Half a century of entrepreneurial success
In 2015, EF celebrates half a century of continuous entrepreneurial success. Hult prides himself with the fact that he has never taken money from external investors, though his company developed from a basement start-up into a global education provider. Today, EF employs around 37,000 people in 500 offices and schools located in 54 countries.
As the world shifts towards a knowledge economy, education is big business, yet most of EF’s rivals appear to be only ‘second best.’ Hult’s firm will provide English courses to one million people ahead of the 2016 Rio Olympic Games, after it did the same for the 2014 Sochi Olympics, the 2008 Beijing Olympics and the 1988 Seul Olympics. By 2010, Englishtown (EF’s online division) had already provided language training services to over 15 million internet users.
Teaching English is still the core business, but part of EF are 15 subsidiaries and affiliate non-profits, among which Hult International Business School (HIBS). With seven campuses in five countries, HIBS has more graduating students every year (2,000) than any other similar institution in the world.
Based in Shanghai, EF Learning Labs is a research institute on the future of education which publishes the annual EF English Proficiency Index (EPI) – the world’s most comprehensive study ranking English skills by country. Sweden often comes first, followed, in an order slightly varying over the years, by Denmark, The Netherlands, Finland and Norway.

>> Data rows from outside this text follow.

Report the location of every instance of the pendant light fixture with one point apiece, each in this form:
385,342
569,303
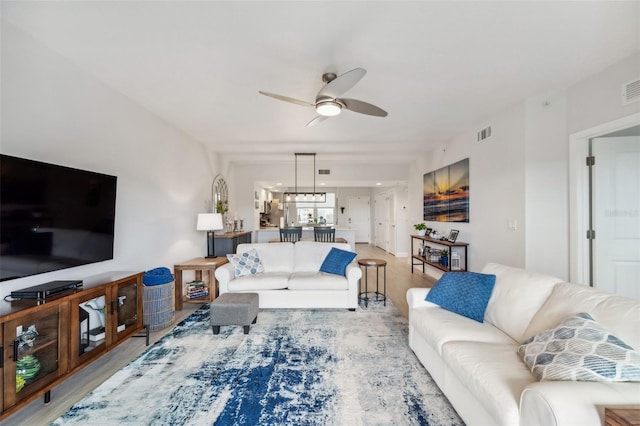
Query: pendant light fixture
305,196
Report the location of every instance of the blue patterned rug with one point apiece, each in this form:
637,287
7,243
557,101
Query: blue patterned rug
295,367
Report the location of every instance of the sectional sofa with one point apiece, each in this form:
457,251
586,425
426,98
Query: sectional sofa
478,367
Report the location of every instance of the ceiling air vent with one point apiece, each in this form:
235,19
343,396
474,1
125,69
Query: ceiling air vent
484,134
631,92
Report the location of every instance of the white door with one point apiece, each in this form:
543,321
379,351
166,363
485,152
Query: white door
360,217
616,215
392,224
380,237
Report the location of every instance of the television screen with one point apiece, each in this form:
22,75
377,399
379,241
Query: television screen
53,217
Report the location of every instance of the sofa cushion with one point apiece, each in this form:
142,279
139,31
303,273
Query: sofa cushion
493,373
275,257
465,293
265,281
336,261
317,281
618,315
517,296
247,263
580,349
439,326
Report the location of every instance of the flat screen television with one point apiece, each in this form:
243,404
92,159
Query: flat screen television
53,217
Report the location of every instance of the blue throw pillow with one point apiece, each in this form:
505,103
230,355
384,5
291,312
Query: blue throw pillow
465,293
336,261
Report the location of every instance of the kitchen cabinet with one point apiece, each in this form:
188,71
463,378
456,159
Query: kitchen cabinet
227,243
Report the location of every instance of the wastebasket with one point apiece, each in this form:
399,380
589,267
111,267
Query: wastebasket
158,299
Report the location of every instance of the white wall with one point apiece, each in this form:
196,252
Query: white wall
54,112
496,186
522,172
546,188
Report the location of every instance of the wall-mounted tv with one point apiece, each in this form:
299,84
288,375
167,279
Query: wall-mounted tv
53,217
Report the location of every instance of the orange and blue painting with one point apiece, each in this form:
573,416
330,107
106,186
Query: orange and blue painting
446,193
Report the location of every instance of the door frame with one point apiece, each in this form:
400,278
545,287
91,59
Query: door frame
579,193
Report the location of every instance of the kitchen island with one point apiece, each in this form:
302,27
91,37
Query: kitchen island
264,235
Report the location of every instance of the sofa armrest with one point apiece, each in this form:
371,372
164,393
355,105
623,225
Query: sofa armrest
416,296
224,274
574,403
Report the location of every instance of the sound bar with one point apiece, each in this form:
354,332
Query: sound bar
42,291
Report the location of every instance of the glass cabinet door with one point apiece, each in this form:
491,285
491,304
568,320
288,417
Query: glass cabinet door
124,303
88,326
35,352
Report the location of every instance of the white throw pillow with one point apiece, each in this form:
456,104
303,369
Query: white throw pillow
247,263
580,349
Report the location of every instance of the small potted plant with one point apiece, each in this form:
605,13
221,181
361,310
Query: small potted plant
444,257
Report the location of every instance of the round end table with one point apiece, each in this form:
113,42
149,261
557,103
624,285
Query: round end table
377,263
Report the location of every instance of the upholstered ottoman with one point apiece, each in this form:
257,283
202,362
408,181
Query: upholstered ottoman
234,309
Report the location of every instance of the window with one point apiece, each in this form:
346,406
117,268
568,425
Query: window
317,212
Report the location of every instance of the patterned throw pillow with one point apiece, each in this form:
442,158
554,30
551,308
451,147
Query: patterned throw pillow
465,293
336,261
580,349
247,263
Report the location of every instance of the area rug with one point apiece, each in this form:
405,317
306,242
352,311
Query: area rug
295,367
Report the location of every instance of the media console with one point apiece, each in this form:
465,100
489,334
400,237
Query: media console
42,291
44,342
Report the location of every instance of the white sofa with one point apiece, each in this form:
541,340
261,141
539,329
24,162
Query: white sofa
291,277
477,365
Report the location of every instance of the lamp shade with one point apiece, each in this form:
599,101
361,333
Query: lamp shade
209,222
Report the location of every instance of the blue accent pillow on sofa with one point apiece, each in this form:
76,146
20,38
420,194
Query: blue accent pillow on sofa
336,261
465,293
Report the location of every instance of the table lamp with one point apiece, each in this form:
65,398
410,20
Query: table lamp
210,222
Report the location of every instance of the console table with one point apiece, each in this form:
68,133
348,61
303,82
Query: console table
416,259
199,264
227,243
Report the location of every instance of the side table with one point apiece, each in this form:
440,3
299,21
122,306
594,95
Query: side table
199,264
377,263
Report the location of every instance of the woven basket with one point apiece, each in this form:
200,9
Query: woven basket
159,306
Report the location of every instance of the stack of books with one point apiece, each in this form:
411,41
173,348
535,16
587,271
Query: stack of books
197,290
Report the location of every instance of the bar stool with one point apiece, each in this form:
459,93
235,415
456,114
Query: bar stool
377,263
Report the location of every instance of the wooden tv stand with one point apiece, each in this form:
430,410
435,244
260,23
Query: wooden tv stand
42,343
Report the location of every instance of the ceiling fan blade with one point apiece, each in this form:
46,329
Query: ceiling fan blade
318,119
342,83
286,99
363,107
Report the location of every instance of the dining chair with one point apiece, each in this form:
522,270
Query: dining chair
324,235
292,234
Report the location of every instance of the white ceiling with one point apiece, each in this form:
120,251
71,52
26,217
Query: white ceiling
438,68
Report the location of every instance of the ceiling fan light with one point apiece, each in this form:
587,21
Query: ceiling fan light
328,108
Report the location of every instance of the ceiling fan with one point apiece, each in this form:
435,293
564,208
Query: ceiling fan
328,104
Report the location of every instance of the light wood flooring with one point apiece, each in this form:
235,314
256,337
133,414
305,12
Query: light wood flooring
399,280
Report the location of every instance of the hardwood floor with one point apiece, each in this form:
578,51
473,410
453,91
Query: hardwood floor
399,280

A visionaire philantropist
According to the EPI, there is a direct link between the English skills of a nation and the economic performance of the country. This matches Hult’s credo, expressed in The Boston Globe in 2013: “Free trade and education, you have to have that for a prosperous society. It’s sort of the most basic form of free trade: the trade of ideas, the trade of culture and language.”
Married to the same woman since 1974, the billionaire is now semi-retired. He is the chairman of EF, while three of his eldest sons hold various executive positions. His fourth son works as a film director in Stockholm.

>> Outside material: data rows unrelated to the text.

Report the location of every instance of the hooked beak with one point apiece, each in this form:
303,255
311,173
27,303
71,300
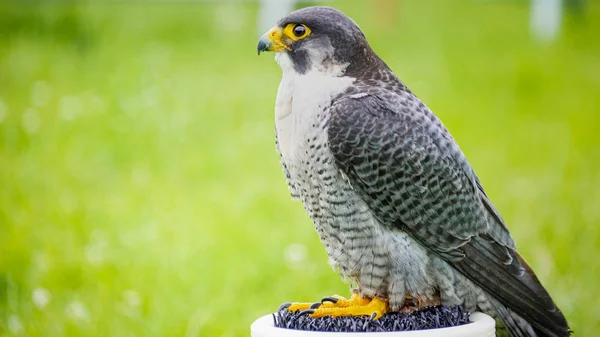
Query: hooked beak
272,41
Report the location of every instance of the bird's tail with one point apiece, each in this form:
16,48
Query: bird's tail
511,324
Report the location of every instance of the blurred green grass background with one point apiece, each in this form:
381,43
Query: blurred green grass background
140,191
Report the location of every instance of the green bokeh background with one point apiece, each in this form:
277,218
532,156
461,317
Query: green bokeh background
140,191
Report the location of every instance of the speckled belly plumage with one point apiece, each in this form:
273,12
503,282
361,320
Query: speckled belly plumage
378,259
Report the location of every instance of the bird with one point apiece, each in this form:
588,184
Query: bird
396,204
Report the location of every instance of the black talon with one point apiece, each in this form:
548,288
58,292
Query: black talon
329,299
316,305
284,306
307,311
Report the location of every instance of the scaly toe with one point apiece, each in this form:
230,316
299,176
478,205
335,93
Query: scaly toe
374,308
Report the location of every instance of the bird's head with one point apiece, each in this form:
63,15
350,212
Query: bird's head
318,39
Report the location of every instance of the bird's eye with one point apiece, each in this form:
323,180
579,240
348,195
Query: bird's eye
299,30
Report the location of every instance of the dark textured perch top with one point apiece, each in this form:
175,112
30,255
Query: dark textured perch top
428,318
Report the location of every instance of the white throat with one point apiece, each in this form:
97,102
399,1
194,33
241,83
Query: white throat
301,100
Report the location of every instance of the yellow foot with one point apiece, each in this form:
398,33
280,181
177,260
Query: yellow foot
339,306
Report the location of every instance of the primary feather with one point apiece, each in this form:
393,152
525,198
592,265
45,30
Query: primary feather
395,202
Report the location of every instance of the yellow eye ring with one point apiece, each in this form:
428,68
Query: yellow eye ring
299,30
296,31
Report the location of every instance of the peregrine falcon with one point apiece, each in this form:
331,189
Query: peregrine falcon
396,204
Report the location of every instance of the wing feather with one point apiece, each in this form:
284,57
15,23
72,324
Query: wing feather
414,177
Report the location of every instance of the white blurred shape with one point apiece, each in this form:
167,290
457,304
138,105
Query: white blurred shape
41,93
546,17
41,297
30,120
295,255
3,110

As a philantropist, he is still very active. Every year, a Hult Prize of $1 million is awarded to the winners of the largest business school student competition. The prize goes to those submitting the most feasible solutions to alleviate poverty and hunger. Hult also chairs a Swiss foundation dedicated to the prevention of drug abuse, a non-profit supporting dyslexia research in Sweden and a global NGO working to rebuild schools in countries affected by conflicts and natural disasters.
Although he now lives in Lucerne (Switzerland), the billionaire has never severed his ties to Sweden. Since 2003, he has been offering an annual prize to Swedish schools for the support given to their dyslexic pupils. His compatriots voted him the ‘International Swede of the Year’ (2006). In 2010, the Crown Princess Victoria and her husband Daniel accepted Hult’s offer to spend their honeymoon on his luxury yacht. The boat took them to French Polynesia, away from the scrutiny of tabloid media.
In 2014, Hult was named a Laureate by the World Entrepreneurship Forum. The award recognizes “exceptional entrepreneurs for their impact on society and their capacity to change the world”, but falls short of disclosing anything about his leadership style. Given his discrete nature, his employees know few things about him: he is a rather demanding boss, favouring open spaces, clean desks and hard work. However, he is likeable, because the EF’s human resources policy is based on encouraging managers to hire people that they like and think could fit in their teams.
One of his sons recalled a piece of advice from his father that could at least partly explain EF’s bewildering success: “Never hire a man whom you can’t see becoming your best friend, and never hire a woman that you couldn’t see yourself marrying.”